Reproducible Scientific Computing


Defining Reproducibility

"Reproducing the result of a computation means running the same software on the same input data and obtaining the same results." Rougier et al. 2016

"Getting someone else's code to run on my computer" - Anonymous





open science

Source: Peng, RD Reproducible Research in Computational Science Science (2011): 1226–1227 via Reproducible Science Curriculum





Interactive (ie, point-and-click) Computing

open science

Definition

Manually navigating a mouse across a graphical user interface (GUI) and running commands by selecting from menu options.

Advantages

  • Intuitive and easy to navigate a GUI and click buttons

Limitations

  • It can be slow to sequence through hundreds of clicks to accomplish an analysis.
  • Less reproducible - Cumbersome to write and follow a click-by-click tutorial





Scripted Computing

open science

Definition

Removing the GUI and instead instructing the computer to run a series of custom commands using a scripting/coding language.

We are automating what used to take many manual clicks.

We can write scripts to install software, clean data, run analyses, and generate figures.


Advantages

  • Much faster to run through commands
  • The script runs identically every time, reducing the human element
  • Easy for someone else to quickly reproduce the exact analysis and result
  • Enables analysis tasks to scale up


Challenges

  • Requires deeper computer knowledge
  • More upfront effort to produce the script



Discussion Question

What are some tasks you have automated or want to automate?

  • Have you ever successfully automated a task?
  • Found a way to make something scale or take less time?
  • What was the task, and how did you do it?
  • Are there any things you wish you could automate?
  • What are some barriers to automating them?



Scripting Languages

The most common open-source scripting languages (for science) are Python, R, and shell (Bash).

python r     bash

If you recall from lesson 4 How to Talk to Computers, we ran a shell script to back up and compress files. The following admonitions show the original shell script as well as the same instructions in Python and R. Scripting languages are simply different ways to instruct a computer.

Shell Script
#use Bash shell to run the following commands
#!/bin/bash

## Variables
#the directory you want to back up (e.g., shell-lesson-data)
SOURCE_DIR=$(find / -type d -name "shell-lesson-data" 2>/dev/null) # Note: if you are working on your computer, this will look in every folder. Be careful with this line!

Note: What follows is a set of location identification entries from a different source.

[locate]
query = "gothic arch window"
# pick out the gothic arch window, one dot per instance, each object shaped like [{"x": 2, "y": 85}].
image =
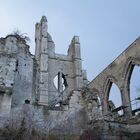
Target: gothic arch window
[
  {"x": 61, "y": 84},
  {"x": 133, "y": 85},
  {"x": 113, "y": 97}
]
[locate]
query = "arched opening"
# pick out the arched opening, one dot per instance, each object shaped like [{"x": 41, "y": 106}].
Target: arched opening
[
  {"x": 134, "y": 84},
  {"x": 115, "y": 101},
  {"x": 61, "y": 84}
]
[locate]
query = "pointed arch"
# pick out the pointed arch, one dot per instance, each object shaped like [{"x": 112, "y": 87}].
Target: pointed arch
[
  {"x": 107, "y": 88},
  {"x": 127, "y": 75}
]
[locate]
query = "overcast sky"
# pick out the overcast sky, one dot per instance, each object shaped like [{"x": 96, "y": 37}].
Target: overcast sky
[{"x": 105, "y": 27}]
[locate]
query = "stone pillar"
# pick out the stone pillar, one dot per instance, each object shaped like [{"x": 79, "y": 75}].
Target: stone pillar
[
  {"x": 37, "y": 41},
  {"x": 75, "y": 46},
  {"x": 126, "y": 102},
  {"x": 43, "y": 63}
]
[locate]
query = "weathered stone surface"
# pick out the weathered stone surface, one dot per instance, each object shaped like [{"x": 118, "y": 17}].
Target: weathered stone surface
[{"x": 48, "y": 94}]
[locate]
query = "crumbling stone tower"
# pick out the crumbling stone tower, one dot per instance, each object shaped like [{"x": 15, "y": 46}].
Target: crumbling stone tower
[{"x": 64, "y": 71}]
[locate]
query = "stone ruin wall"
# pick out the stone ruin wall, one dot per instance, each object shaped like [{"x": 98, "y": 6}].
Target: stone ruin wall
[{"x": 27, "y": 82}]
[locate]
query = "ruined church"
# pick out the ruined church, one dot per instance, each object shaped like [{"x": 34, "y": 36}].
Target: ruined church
[{"x": 54, "y": 88}]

#location where the backup will be stored
BACKUP_DIR="$HOME/Backup"

#used to create a unique name for each backup based on the current date and time
TIMESTAMP=$(date +"%Y-%m-%d_%H-%M-%S")

# name of the compressed backup file
ARCHIVE_NAME="backup_$TIMESTAMP.tar.gz"


# Create backup directory if it doesn't exist
mkdir -p "$BACKUP_DIR"

# Create a compressed archive of the source directory
tar -czf "$BACKUP_DIR/$ARCHIVE_NAME" -C "$SOURCE_DIR" .

# Output the result
echo "Backup of $SOURCE_DIR completed!"
echo "Archive created at $BACKUP_DIR/$ARCHIVE_NAME"
Python
import os
import subprocess
import shutil
from datetime import datetime

# Variables
# Find the source directory (e.g., shell-lesson-data)
def find_source_dir():
    try:
        # Run the 'find' command to locate the directory
        result = subprocess.run(['find', '/', '-type', 'd', '-name', 'shell-lesson-data'], 
                                stdout=subprocess.PIPE, stderr=subprocess.DEVNULL, text=True)
        source_dir = result.stdout.strip()
        return source_dir
    except Exception as e:
        print(f"Error finding directory: {e}")
        return None

# Set the backup directory to a folder called Backup in the home directory
backup_dir = os.path.join(os.path.expanduser("~"), "Backup")

# Create a unique timestamp for the backup
timestamp = datetime.now().strftime("%Y-%m-%d_%H-%M-%S")

# Create the archive name with the timestamp
archive_name = f"backup_{timestamp}.tar.gz"

# Ensure backup directory exists
os.makedirs(backup_dir, exist_ok=True)

# Find source directory
source_dir = find_source_dir()

if source_dir:
    # Create the compressed archive using tar
    archive_path = os.path.join(backup_dir, archive_name)
    try:
        subprocess.run(['tar', '-czf', archive_path, '-C', source_dir, '.'], check=True)
        print(f"Backup of {source_dir} completed!")
        print(f"Archive created at {archive_path}")
    except subprocess.CalledProcessError as e:
        print(f"Error creating archive: {e}")
else:
    print("Source directory not found!")
R
# Load necessary libraries
library(lubridate)

# Variables
# Function to find the source directory (e.g., shell-lesson-data)
find_source_dir <- function() {
result <- system("find / -type d -name 'shell-lesson-data' 2>/dev/null", intern = TRUE)
if (length(result) > 0) {
    return(result[1])  # Return the first match, if any
} else {
    return(NULL)
}
}

# Backup directory
backup_dir <- file.path(Sys.getenv("HOME"), "Backup")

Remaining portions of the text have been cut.